Semi-discrete Lagrangian 2-forms and the Toda hierarchy

TL;DR

This paper develops a variational framework for semi-discrete integrable systems, exemplified by the Toda hierarchy, extending Lagrangian multiforms to capture hierarchies of commuting equations in a unified variational principle.

Contribution

It introduces a semi-discrete Lagrangian multiform theory for integrable systems, deriving PDEs from hierarchies like the Toda lattice without lattice shifts.

Findings

Derived PDEs in continuous variables from the Toda hierarchy

Extended Lagrangian multiforms to semi-discrete systems

Connected semi-discrete Toda and KdV equations

Abstract

We present a variational theory of integrable differential-difference equations (semi-discrete integrable systems).
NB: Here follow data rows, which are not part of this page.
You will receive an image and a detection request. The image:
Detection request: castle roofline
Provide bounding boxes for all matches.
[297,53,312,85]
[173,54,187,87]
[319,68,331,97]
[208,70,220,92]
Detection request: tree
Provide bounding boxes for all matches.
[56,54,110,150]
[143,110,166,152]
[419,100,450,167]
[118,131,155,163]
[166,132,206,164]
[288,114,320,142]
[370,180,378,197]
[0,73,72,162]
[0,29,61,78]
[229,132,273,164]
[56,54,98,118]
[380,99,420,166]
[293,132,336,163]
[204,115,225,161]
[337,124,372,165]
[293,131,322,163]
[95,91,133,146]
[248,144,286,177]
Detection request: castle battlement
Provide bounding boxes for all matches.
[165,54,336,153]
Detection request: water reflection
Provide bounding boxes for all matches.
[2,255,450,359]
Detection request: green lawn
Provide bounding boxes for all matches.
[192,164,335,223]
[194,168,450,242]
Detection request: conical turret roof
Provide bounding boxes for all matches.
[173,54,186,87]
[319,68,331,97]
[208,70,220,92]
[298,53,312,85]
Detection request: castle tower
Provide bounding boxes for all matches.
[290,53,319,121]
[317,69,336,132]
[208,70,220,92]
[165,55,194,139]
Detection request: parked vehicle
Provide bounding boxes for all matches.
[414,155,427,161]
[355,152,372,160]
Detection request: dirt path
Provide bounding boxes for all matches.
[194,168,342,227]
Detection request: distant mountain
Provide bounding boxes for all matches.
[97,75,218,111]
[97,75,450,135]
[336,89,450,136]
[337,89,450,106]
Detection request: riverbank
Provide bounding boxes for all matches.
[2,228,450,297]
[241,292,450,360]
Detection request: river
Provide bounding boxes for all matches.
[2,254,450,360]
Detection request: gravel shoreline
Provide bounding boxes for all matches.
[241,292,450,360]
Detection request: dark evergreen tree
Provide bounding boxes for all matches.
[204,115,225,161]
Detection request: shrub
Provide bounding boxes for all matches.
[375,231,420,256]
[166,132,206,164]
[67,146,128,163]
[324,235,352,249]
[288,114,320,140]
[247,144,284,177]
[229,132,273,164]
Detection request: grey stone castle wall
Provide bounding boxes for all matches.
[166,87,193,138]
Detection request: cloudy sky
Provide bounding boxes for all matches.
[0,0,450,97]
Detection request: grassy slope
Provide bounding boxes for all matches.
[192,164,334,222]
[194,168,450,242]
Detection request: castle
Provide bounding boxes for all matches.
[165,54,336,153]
This is a natural extension of the ideas known by the names "Lagrangian multiforms" and "Pluri-Lagrangian systems", which have previously been established in both the fully discrete and fully continuous cases. The main feature of these ideas is to capture a hierarchy of commuting equations in a single variational principle. Our main example to illustrate the new semi-discrete theory of Lagrangian multiforms is the Toda lattice. This ODE describes the evolution in continuous time of a 1-dimensional lattice of particles with nearest-neighbour interaction. It is part of an integrable hierarchy of ODEs, each of which involves a derivative with respect to a continuous variable and a number of lattice shifts. We will use the Lagrangian multiform theory to derive PDEs in the continuous variables of the Toda hierarchy, which do not involve any lattice shifts. As a second example, we briefly discuss the semi-discrete potential KdV equation, which is related to the Volterra lattice.